4 If thou seekest her as silver, and searchest for her as for hid treasures;
[AD 430] Augustine of Hippo on Proverbs 2:4
Another passage of Scripture exhorting us to love of wisdom says it should be sought after like money. Must we therefore think holy Scripture praises avarice? It is well known to what great efforts and pains lovers of money will patiently subject themselves, from what great pleasures they abstain, in their desire to increase their wealth or in their fear of diminishing it. With what great shrewdness they pursue gain, and how prudently they avoid losses; how they are usually afraid to take the property of others, and sometimes despise loss to themselves lest they lose more in its quest and litigation. Because these traits are well known, it is right for us to be exhorted so to love wisdom that we most eagerly seek it as our treasure, acquire more and more of it, suffer many trials, restrain desires, ponder the future, so that we may preserve innocence and beneficence. Whenever we act in this way we are in possession of true virtues, because our objective is true, that is, is in harmony with our nature in reference to salvation and true happiness.

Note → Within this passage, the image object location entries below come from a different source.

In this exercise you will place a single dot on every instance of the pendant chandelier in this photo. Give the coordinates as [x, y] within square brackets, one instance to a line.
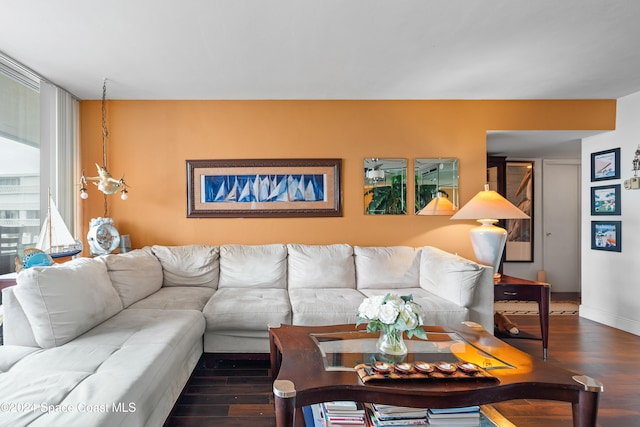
[104, 181]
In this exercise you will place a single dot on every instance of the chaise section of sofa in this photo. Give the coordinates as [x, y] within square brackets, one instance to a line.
[74, 356]
[111, 341]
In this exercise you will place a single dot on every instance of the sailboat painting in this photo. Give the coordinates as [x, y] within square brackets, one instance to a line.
[266, 188]
[55, 238]
[263, 188]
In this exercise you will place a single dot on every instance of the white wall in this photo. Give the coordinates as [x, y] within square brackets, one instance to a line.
[611, 280]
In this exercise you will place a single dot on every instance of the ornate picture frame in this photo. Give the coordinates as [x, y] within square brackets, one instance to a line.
[605, 165]
[606, 236]
[241, 188]
[605, 200]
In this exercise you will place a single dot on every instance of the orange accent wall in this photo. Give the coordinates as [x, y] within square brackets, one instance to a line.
[150, 141]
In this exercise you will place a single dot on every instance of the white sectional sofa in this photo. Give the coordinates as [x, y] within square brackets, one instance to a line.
[111, 341]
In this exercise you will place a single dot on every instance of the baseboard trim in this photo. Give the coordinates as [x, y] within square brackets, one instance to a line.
[610, 319]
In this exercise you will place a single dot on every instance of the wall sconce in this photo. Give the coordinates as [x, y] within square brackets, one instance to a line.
[104, 181]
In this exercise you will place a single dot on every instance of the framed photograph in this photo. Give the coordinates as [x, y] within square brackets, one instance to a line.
[605, 165]
[519, 191]
[605, 235]
[263, 188]
[605, 200]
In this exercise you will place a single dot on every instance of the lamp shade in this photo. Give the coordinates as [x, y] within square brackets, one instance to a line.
[488, 240]
[488, 204]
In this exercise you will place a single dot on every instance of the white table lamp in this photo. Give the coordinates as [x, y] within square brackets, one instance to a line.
[488, 240]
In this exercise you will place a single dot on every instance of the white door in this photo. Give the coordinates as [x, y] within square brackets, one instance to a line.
[561, 224]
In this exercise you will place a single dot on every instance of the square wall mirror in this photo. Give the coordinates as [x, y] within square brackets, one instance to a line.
[436, 186]
[385, 186]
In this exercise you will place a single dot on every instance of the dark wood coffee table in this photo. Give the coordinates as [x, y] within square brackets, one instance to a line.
[301, 379]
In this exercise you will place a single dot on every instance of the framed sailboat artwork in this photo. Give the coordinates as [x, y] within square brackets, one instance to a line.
[264, 188]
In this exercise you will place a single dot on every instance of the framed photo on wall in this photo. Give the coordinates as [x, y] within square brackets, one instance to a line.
[605, 165]
[605, 236]
[264, 188]
[605, 200]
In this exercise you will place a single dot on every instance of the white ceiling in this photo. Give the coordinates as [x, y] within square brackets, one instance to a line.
[336, 49]
[329, 49]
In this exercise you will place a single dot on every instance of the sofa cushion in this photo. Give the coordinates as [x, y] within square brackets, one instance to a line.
[260, 266]
[16, 329]
[449, 276]
[177, 298]
[189, 265]
[320, 266]
[66, 300]
[135, 275]
[387, 267]
[247, 309]
[316, 307]
[127, 362]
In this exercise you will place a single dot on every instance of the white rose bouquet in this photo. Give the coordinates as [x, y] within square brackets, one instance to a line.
[391, 314]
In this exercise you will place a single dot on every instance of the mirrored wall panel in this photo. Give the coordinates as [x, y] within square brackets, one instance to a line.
[385, 186]
[436, 186]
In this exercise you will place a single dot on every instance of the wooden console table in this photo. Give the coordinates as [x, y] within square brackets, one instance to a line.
[510, 288]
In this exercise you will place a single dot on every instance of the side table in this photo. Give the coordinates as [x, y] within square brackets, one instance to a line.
[510, 288]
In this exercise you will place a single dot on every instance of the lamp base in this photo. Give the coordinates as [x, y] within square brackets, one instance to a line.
[488, 243]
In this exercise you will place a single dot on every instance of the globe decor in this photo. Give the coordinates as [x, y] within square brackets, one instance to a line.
[392, 315]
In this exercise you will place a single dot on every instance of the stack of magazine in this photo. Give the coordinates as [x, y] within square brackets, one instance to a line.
[336, 414]
[397, 416]
[460, 417]
[347, 414]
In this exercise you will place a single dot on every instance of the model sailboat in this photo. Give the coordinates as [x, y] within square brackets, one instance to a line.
[55, 238]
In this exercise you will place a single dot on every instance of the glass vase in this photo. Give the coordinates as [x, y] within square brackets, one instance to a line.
[391, 342]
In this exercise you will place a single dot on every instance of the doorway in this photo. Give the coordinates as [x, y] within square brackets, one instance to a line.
[561, 224]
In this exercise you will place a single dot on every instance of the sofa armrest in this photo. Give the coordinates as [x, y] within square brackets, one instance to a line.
[16, 329]
[481, 309]
[461, 281]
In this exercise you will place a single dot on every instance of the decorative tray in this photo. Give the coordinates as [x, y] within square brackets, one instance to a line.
[436, 371]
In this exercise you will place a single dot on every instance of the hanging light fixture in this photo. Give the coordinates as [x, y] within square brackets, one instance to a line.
[104, 181]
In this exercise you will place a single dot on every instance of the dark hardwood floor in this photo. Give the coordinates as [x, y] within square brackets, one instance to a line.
[238, 393]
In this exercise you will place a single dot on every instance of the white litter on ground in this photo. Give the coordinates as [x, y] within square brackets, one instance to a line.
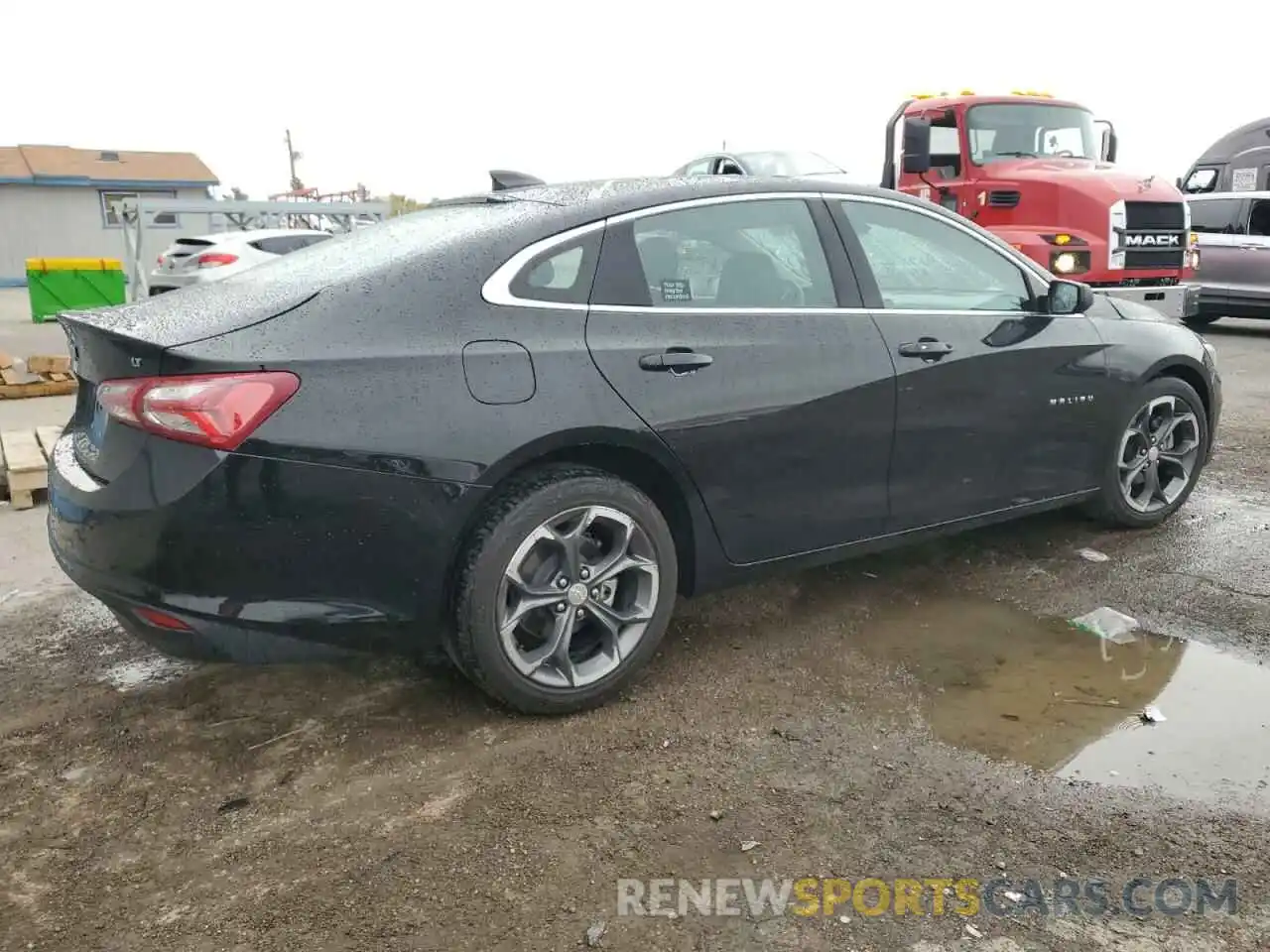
[1109, 624]
[145, 673]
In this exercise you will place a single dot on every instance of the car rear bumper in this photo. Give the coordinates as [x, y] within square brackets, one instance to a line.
[257, 557]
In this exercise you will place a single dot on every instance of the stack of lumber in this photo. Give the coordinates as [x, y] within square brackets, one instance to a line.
[45, 376]
[24, 463]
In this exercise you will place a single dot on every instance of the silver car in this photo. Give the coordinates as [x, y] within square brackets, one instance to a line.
[197, 261]
[1233, 234]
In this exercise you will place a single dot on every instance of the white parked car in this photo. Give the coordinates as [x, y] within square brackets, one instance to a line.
[197, 261]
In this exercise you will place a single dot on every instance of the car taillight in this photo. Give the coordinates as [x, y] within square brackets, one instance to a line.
[216, 411]
[214, 259]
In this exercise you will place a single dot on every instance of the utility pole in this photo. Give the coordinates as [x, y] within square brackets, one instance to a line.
[296, 184]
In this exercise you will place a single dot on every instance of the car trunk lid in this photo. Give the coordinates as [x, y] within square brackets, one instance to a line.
[117, 343]
[183, 254]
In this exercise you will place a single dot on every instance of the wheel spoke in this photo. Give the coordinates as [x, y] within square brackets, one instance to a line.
[1151, 484]
[527, 589]
[524, 607]
[606, 566]
[1173, 422]
[571, 544]
[556, 651]
[1182, 460]
[1129, 472]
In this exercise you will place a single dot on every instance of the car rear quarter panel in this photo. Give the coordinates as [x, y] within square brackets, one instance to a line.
[384, 391]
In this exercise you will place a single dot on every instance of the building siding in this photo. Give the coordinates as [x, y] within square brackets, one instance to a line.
[41, 221]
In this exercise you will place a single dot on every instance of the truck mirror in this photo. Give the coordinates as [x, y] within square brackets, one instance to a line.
[917, 146]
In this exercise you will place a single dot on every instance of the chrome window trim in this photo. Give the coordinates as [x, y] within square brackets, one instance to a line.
[497, 289]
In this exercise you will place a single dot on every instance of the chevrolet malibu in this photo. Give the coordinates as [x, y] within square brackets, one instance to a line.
[522, 422]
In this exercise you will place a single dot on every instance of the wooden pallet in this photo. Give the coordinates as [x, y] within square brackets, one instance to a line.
[24, 462]
[53, 377]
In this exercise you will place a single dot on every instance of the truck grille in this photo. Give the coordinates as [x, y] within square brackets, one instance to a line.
[1157, 218]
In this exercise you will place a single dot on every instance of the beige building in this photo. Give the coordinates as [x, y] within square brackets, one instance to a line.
[55, 202]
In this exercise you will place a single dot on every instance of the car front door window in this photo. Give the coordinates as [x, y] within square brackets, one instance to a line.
[785, 417]
[921, 263]
[997, 403]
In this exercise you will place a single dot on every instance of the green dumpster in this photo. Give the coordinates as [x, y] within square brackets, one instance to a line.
[59, 285]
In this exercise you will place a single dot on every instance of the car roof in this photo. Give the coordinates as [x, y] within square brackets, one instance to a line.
[604, 198]
[252, 235]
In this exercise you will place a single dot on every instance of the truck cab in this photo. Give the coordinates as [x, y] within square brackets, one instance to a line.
[1233, 230]
[1238, 162]
[1039, 173]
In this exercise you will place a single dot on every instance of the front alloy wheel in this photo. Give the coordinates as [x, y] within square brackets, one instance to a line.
[1159, 453]
[1157, 457]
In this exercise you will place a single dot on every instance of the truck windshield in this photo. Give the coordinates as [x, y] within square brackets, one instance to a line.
[1030, 130]
[793, 164]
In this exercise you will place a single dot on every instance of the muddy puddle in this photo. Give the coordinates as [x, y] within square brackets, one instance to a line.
[1042, 692]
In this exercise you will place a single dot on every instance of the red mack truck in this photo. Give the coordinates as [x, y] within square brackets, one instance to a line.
[1040, 175]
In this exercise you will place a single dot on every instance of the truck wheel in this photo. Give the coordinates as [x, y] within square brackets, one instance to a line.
[564, 592]
[1157, 456]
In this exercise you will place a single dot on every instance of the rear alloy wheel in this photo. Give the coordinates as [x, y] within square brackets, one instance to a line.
[1159, 456]
[566, 592]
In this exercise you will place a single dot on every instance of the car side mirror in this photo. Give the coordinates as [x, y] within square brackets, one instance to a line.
[1069, 298]
[917, 146]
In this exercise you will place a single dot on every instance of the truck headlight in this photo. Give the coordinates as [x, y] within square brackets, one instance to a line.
[1069, 262]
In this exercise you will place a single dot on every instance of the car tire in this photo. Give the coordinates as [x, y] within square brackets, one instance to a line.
[1202, 320]
[1132, 447]
[521, 532]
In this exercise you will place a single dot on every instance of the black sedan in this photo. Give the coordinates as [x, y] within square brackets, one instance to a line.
[521, 422]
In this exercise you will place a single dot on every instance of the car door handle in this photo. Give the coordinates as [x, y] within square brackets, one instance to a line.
[926, 348]
[675, 362]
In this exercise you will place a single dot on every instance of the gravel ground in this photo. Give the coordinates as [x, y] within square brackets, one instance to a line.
[920, 715]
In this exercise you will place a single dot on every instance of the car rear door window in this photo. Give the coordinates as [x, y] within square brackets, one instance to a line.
[562, 275]
[921, 263]
[742, 254]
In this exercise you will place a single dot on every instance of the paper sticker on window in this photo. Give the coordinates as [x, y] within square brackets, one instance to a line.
[1243, 180]
[676, 290]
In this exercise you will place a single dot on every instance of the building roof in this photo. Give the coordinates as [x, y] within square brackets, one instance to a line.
[63, 166]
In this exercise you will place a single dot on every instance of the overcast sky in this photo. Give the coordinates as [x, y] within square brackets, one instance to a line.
[423, 99]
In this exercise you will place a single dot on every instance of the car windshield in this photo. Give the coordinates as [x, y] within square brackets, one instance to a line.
[1030, 130]
[788, 164]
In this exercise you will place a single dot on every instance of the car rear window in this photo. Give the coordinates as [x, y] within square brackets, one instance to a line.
[344, 257]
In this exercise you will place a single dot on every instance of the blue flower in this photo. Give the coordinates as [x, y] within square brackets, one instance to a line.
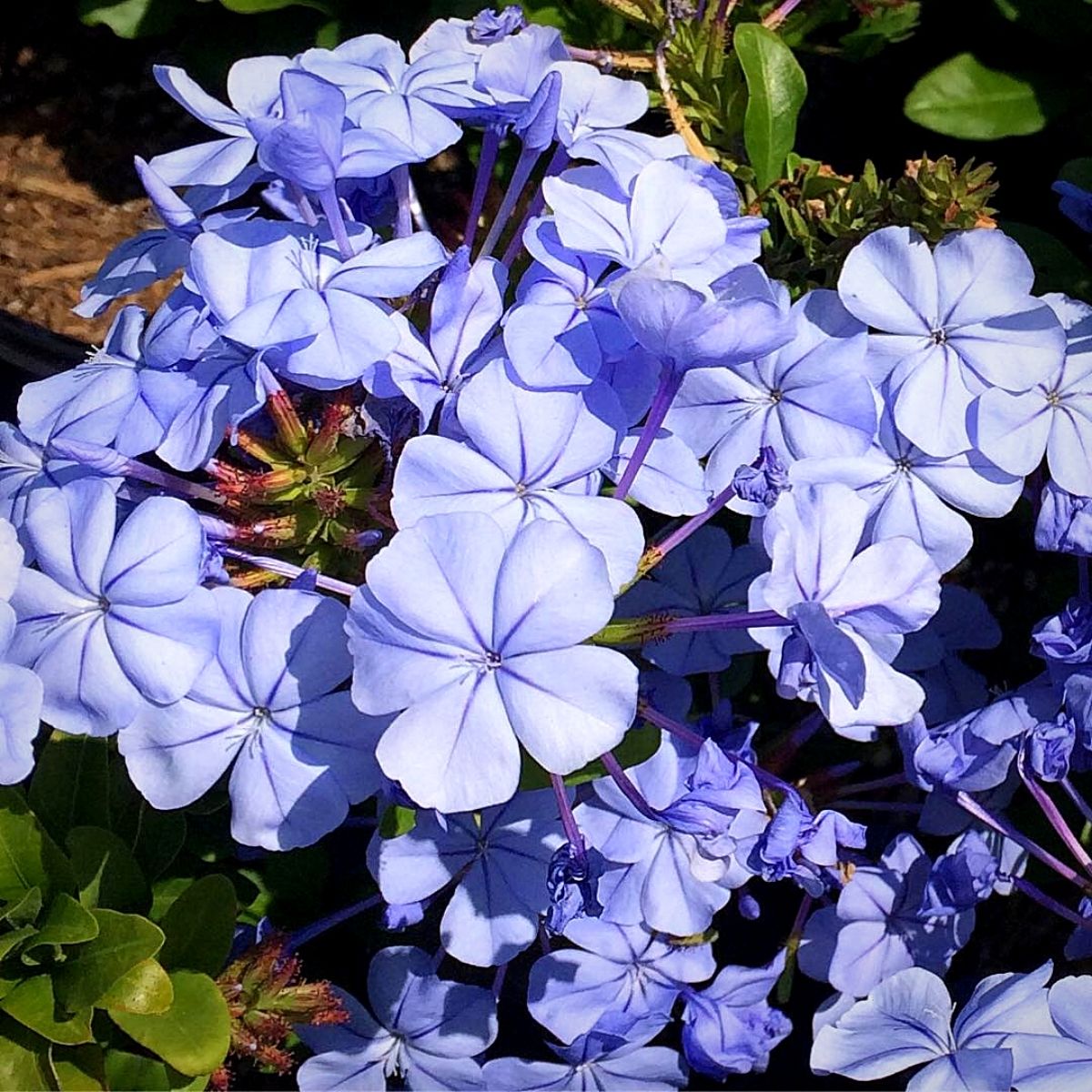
[622, 970]
[500, 857]
[951, 323]
[849, 610]
[425, 1030]
[478, 639]
[532, 456]
[270, 704]
[113, 617]
[729, 1027]
[878, 927]
[1010, 1032]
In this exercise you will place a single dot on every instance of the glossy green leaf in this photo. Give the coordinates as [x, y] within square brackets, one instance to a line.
[33, 1004]
[194, 1035]
[25, 1057]
[134, 1073]
[23, 910]
[106, 873]
[79, 1068]
[9, 942]
[143, 988]
[28, 856]
[962, 97]
[71, 784]
[200, 926]
[775, 92]
[66, 922]
[124, 940]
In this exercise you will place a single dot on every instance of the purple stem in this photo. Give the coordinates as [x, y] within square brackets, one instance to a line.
[331, 207]
[1044, 900]
[287, 569]
[627, 787]
[658, 720]
[704, 623]
[891, 781]
[520, 175]
[535, 206]
[878, 806]
[568, 819]
[681, 534]
[403, 223]
[970, 805]
[304, 203]
[1082, 805]
[780, 15]
[316, 928]
[490, 143]
[1053, 814]
[671, 379]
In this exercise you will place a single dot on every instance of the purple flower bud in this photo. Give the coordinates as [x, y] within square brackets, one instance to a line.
[763, 480]
[490, 26]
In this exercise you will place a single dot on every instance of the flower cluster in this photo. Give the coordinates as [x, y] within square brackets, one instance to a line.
[359, 519]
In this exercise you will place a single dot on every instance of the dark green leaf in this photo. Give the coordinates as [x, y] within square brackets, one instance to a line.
[28, 856]
[79, 1068]
[106, 873]
[143, 988]
[775, 92]
[194, 1035]
[25, 1057]
[199, 926]
[32, 1003]
[1057, 268]
[25, 910]
[66, 923]
[124, 940]
[962, 97]
[9, 942]
[71, 784]
[131, 1073]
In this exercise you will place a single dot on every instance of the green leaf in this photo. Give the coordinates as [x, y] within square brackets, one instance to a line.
[132, 1073]
[143, 988]
[200, 926]
[775, 92]
[194, 1035]
[1057, 268]
[124, 940]
[25, 910]
[962, 97]
[79, 1068]
[25, 1057]
[106, 873]
[71, 784]
[32, 1003]
[28, 856]
[9, 942]
[66, 923]
[129, 19]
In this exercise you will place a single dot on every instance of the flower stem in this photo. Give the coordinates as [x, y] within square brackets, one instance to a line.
[487, 159]
[317, 928]
[520, 175]
[1053, 814]
[568, 819]
[331, 207]
[287, 569]
[671, 379]
[1044, 900]
[627, 787]
[970, 805]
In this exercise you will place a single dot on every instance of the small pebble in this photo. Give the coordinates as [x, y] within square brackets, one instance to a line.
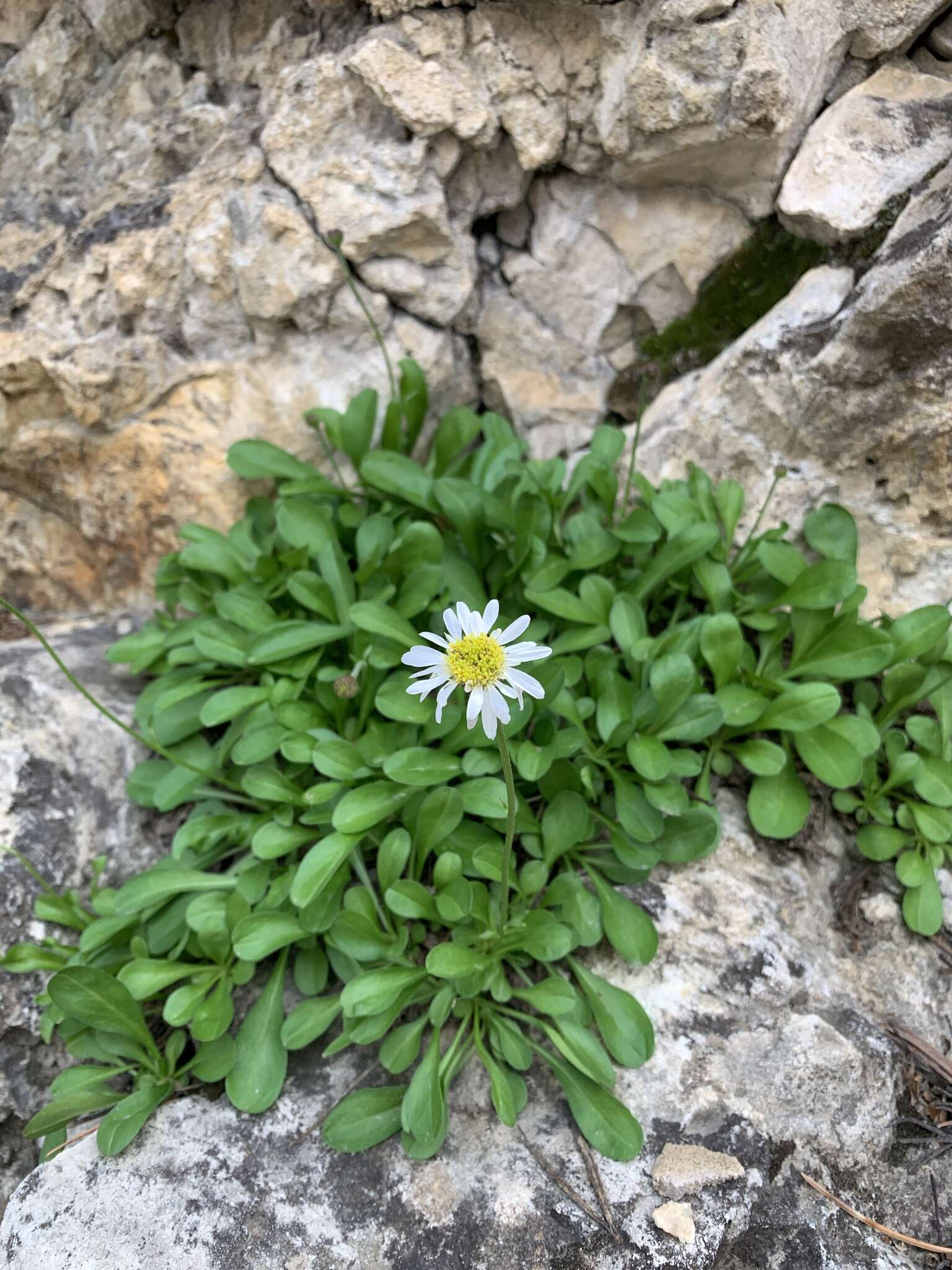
[676, 1220]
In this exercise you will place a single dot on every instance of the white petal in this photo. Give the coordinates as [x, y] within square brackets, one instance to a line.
[421, 655]
[472, 706]
[443, 696]
[499, 704]
[514, 629]
[423, 687]
[528, 652]
[523, 682]
[489, 717]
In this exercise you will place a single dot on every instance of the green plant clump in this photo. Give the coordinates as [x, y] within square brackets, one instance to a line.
[346, 854]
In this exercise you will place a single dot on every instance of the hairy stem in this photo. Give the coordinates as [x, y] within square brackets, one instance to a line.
[509, 827]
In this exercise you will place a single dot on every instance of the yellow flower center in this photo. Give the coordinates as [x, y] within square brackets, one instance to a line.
[477, 659]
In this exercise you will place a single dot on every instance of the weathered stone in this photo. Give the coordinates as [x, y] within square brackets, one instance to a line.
[850, 388]
[881, 25]
[770, 1047]
[941, 38]
[63, 769]
[602, 267]
[676, 1220]
[683, 1170]
[931, 65]
[874, 144]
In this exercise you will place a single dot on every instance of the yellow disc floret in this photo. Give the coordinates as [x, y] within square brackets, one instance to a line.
[478, 659]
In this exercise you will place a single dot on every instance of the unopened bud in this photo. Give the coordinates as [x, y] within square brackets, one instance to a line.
[346, 686]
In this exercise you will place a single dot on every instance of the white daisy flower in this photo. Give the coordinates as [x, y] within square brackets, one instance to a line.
[484, 665]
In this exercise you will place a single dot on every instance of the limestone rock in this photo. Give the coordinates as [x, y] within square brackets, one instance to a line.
[871, 145]
[676, 1220]
[941, 38]
[683, 1170]
[850, 388]
[770, 1047]
[63, 769]
[603, 266]
[883, 25]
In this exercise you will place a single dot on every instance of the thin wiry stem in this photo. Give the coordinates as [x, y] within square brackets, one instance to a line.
[509, 826]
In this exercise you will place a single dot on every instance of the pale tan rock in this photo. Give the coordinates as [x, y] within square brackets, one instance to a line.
[683, 1169]
[883, 25]
[873, 144]
[676, 1220]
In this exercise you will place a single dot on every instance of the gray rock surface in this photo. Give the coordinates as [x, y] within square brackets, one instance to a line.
[167, 172]
[770, 1048]
[850, 385]
[63, 769]
[873, 145]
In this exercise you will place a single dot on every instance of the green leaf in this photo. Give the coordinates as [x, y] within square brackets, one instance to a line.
[319, 866]
[364, 1118]
[377, 619]
[455, 961]
[68, 1108]
[214, 1061]
[822, 586]
[637, 814]
[778, 806]
[421, 766]
[919, 631]
[627, 926]
[423, 1112]
[721, 647]
[650, 757]
[148, 977]
[831, 531]
[260, 1061]
[829, 756]
[289, 639]
[801, 708]
[552, 996]
[374, 991]
[922, 908]
[625, 1026]
[367, 806]
[259, 935]
[309, 1021]
[121, 1126]
[97, 1000]
[565, 824]
[883, 841]
[604, 1122]
[933, 781]
[229, 704]
[677, 554]
[399, 477]
[844, 651]
[760, 757]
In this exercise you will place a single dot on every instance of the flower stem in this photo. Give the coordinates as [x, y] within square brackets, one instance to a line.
[509, 826]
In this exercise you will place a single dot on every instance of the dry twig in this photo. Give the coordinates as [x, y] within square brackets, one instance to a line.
[598, 1185]
[876, 1226]
[550, 1171]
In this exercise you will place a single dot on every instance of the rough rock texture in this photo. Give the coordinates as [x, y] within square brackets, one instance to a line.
[851, 386]
[524, 189]
[874, 144]
[676, 1220]
[770, 1048]
[63, 769]
[684, 1170]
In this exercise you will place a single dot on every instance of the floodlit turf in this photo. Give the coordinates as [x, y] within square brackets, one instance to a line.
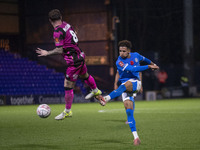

[AD 430] Augustine of Hippo on Proverbs 2:4
It’s unfitting, it’s insulting, that wisdom should be compared with money, but love is being compared to love. What I see here, after all, is that you all love money in such a way that when love of money gives the order, you undertake hard labor, you put up with starving, you cross the sea, you commit yourselves to wind and wave. I have something to pick on in the matter of what you love, but I have nothing to add to the love with which you love. “Love like that, and I don’t want to be loved any more than that,” says God. “I’m talking to the riffraff, I’m speaking to the greedy: You love money; love me just as much. Of course, I’m comparably better; but I don’t want more ample love from you; love me just as much as you love money.”

[AD 735] Bede on Proverbs 2:4
If you seek it like silver, etc. If with so much care you seek wisdom as the covetous seek silver, or certainly if you seek that same wisdom as anxiously as if you were to acquire through it infinite and ineffable riches, you will receive the rewards which are subsequently explained. He who digs for treasures casts out earth, makes a deep pit, diligently persists in laboring until he reaches the treasures he seeks. And he who desires to find the treasures of wisdom should cleanse himself of any earthly matters he finds in himself, cut off carnal enticements, make a pit of humility in himself, and not cease from acting until he knows himself to have found the way of truth.